Posted On: Jan. 8, 2021 1:18 PM CST

negligence

A Texas appeals court on Thursday affirmed the confirmation of a $930,000 arbitration award to a trailer manufacturing worker who sued for negligence following a workplace injury in 2017 despite the employer’s argument that the arbitrator “exhibited evident partiality.”

 

Joseph Julian, then working for Load Trail LLC, was lifting a toolbox when he was knocked to the ground by what he believed was a forklift. Mr. Julian was diagnosed with herniated discs and underwent lumbar fusion surgery. He also suffered from neck pain following the accident and testified that he could no longer play with his children and that, although he attempted to resume work on two different occasions, he was physically unable to do manual labor, according to documents in Load Trail, LLC, v. Joseph Julian, filed in the Court of Appeals of Texas, Sixth District, in Texarkana, Texas.

 

As Texas is a state that does not require employers to carry workers compensation insurance, Mr. Julian later sued for negligence. According to an employment arbitration agreement with Load Trail, the matter when went into arbitration, documents state. Mr. Julian was awarded damages after an arbitrator found Load Trail negligent in failing to provide a safe workplace, according to documents. Mr. Julian thereafter filed a motion to confirm the arbitration award in the trial court, while Load Trail moved to vacate the award. The trial court affirmed.

 

Load Trail then appealed, complaining “that the arbitrator’s rulings and behavior during the arbitration proceeding displayed evident partiality amounting to actual bias and that bias was further evidenced in the arbitrator’s findings and Final Award,” documents state.

 

“Load Trail has scoured the record and has recited perhaps every instance during the three-day hearing in which the arbitrator overruled any objection it voiced.

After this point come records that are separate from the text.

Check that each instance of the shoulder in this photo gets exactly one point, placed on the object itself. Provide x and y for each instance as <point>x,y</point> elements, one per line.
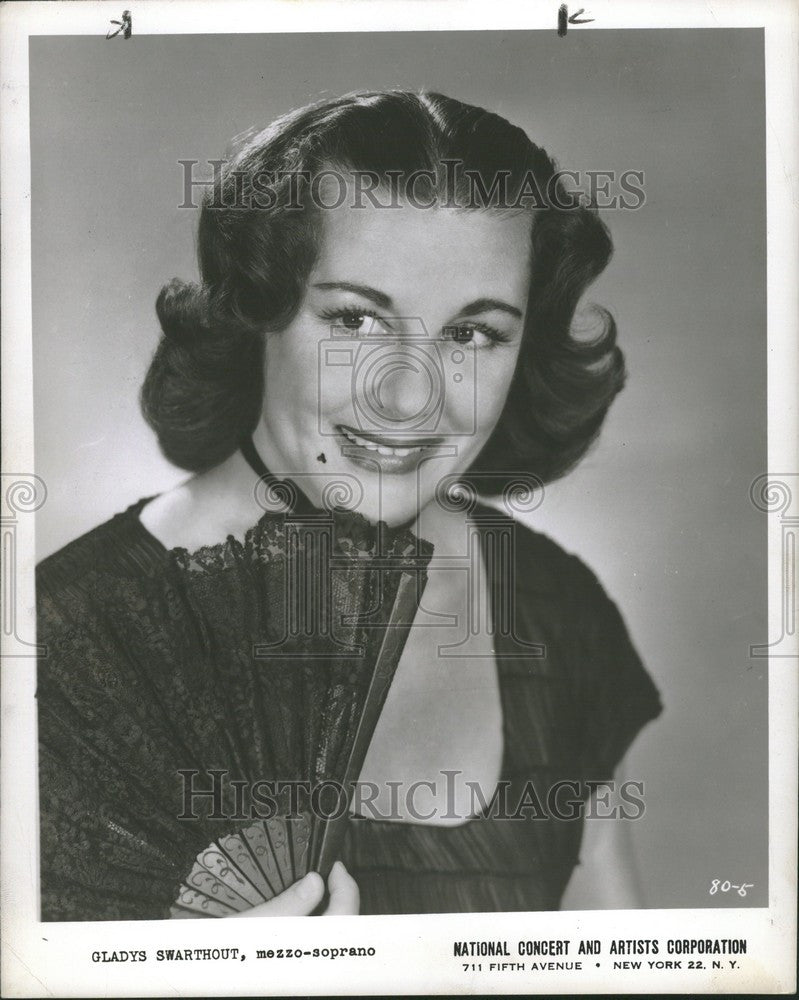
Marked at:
<point>118,546</point>
<point>544,564</point>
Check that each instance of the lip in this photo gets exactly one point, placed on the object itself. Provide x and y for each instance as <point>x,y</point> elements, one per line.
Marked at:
<point>392,455</point>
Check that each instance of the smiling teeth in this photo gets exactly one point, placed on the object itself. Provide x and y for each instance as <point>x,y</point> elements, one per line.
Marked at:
<point>381,449</point>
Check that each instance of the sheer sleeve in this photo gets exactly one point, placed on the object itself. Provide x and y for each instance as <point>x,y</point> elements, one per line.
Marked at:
<point>618,695</point>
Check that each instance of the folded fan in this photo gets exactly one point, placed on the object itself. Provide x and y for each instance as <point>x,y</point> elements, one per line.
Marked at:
<point>340,595</point>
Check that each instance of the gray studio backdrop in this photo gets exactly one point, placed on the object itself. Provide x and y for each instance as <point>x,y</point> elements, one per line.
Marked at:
<point>659,509</point>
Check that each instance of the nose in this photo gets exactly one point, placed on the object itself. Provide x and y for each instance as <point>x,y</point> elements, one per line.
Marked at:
<point>404,386</point>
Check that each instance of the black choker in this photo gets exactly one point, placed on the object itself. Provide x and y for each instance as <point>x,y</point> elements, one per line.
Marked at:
<point>300,504</point>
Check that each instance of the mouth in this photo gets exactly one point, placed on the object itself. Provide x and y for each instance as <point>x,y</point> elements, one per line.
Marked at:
<point>384,445</point>
<point>390,454</point>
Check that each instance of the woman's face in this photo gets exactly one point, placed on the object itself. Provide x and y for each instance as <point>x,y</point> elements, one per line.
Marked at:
<point>397,365</point>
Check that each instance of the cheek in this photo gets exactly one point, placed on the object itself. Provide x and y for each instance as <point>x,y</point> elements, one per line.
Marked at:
<point>493,381</point>
<point>290,373</point>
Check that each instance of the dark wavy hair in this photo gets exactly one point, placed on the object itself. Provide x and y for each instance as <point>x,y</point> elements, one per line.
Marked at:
<point>204,390</point>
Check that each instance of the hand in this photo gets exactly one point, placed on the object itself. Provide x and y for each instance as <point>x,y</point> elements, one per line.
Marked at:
<point>302,898</point>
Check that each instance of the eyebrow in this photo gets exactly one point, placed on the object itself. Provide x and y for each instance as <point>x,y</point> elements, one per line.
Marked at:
<point>386,302</point>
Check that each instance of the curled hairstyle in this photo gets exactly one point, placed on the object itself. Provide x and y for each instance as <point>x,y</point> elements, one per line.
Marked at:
<point>204,390</point>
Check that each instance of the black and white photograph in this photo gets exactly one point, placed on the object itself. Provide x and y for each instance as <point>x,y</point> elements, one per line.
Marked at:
<point>398,524</point>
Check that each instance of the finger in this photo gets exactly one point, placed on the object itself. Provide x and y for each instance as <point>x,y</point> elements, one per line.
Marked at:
<point>344,894</point>
<point>299,900</point>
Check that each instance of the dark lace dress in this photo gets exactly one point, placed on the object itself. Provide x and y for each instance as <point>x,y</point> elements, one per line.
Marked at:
<point>149,671</point>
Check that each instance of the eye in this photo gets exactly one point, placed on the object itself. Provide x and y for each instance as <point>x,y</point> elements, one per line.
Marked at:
<point>476,335</point>
<point>359,322</point>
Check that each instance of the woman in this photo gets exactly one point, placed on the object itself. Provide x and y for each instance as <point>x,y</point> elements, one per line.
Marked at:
<point>389,282</point>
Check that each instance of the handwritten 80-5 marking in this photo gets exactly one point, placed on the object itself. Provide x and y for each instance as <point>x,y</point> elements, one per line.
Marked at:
<point>716,885</point>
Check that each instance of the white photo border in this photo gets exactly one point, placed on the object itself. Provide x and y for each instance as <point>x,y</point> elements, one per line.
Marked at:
<point>416,952</point>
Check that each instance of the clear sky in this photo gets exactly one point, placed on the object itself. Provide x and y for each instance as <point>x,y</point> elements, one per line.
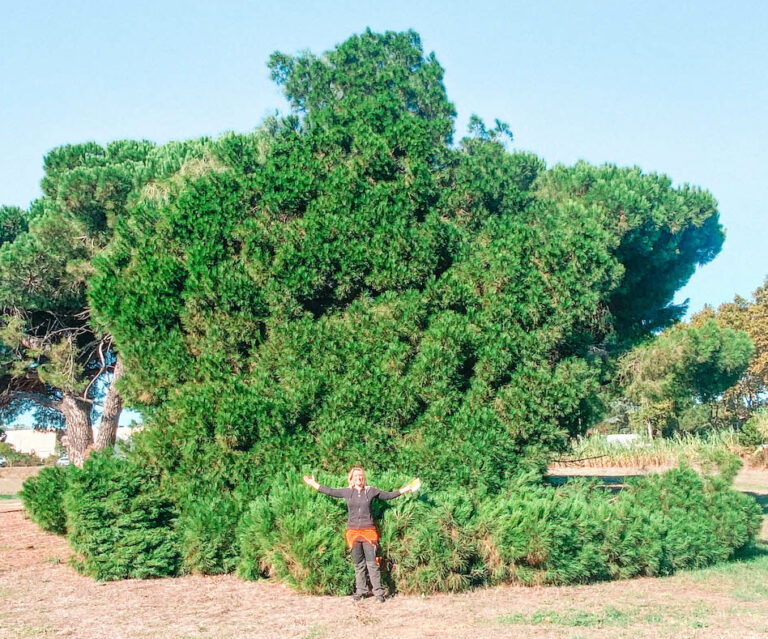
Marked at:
<point>671,86</point>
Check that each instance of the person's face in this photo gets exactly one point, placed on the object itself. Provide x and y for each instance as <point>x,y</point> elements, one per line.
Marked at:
<point>357,479</point>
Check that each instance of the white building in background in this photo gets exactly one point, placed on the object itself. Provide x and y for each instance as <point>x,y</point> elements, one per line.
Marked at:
<point>33,442</point>
<point>42,443</point>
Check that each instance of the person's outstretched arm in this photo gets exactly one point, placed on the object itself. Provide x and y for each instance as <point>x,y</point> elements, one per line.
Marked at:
<point>410,487</point>
<point>332,492</point>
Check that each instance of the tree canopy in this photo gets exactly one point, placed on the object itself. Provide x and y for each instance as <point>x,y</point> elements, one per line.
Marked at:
<point>347,285</point>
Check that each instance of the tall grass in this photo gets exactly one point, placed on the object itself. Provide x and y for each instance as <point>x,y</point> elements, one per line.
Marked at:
<point>692,450</point>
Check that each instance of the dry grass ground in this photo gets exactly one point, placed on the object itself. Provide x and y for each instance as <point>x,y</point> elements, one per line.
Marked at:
<point>41,596</point>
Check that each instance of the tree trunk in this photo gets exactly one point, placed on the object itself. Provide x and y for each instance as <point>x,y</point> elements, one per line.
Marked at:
<point>79,438</point>
<point>113,406</point>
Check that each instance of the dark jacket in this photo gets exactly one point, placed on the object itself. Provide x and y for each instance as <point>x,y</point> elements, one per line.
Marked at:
<point>359,503</point>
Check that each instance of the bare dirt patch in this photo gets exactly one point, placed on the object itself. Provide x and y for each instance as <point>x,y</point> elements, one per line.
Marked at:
<point>41,596</point>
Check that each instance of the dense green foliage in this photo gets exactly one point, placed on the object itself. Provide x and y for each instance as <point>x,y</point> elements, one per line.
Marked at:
<point>346,286</point>
<point>43,498</point>
<point>529,532</point>
<point>749,394</point>
<point>674,379</point>
<point>119,522</point>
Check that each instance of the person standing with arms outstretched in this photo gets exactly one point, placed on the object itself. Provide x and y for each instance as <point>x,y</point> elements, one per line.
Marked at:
<point>361,534</point>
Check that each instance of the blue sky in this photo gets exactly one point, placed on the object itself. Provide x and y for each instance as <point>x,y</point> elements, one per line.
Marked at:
<point>673,87</point>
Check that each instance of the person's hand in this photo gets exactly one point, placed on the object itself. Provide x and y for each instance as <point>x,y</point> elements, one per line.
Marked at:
<point>412,486</point>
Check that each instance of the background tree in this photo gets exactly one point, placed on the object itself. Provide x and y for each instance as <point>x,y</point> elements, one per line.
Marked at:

Load Trail claims that the totality of these circumstances would compel a reasonable person to conclude that the arbitrator was partial to Julian,” documents state.

 

The appeals court affirmed the award, stating in part that Load Trail “failed to satisfy the onerous burden of establishing ‘specific facts from which a reasonable person would have to conclude that the arbitrator was partial to one party,’” as required by case law.

 

“Claims of perceived actual bias during the proceeding aside, Load Trail would have this Court vacate the Final Award based on alleged fallacies in the arbitrator’s findings of fact and award, claiming those alleged fallacies indicate bias. This Court is not permitted to ‘conduct a review of an arbitrator’s decision on the merits,’” the ruling states.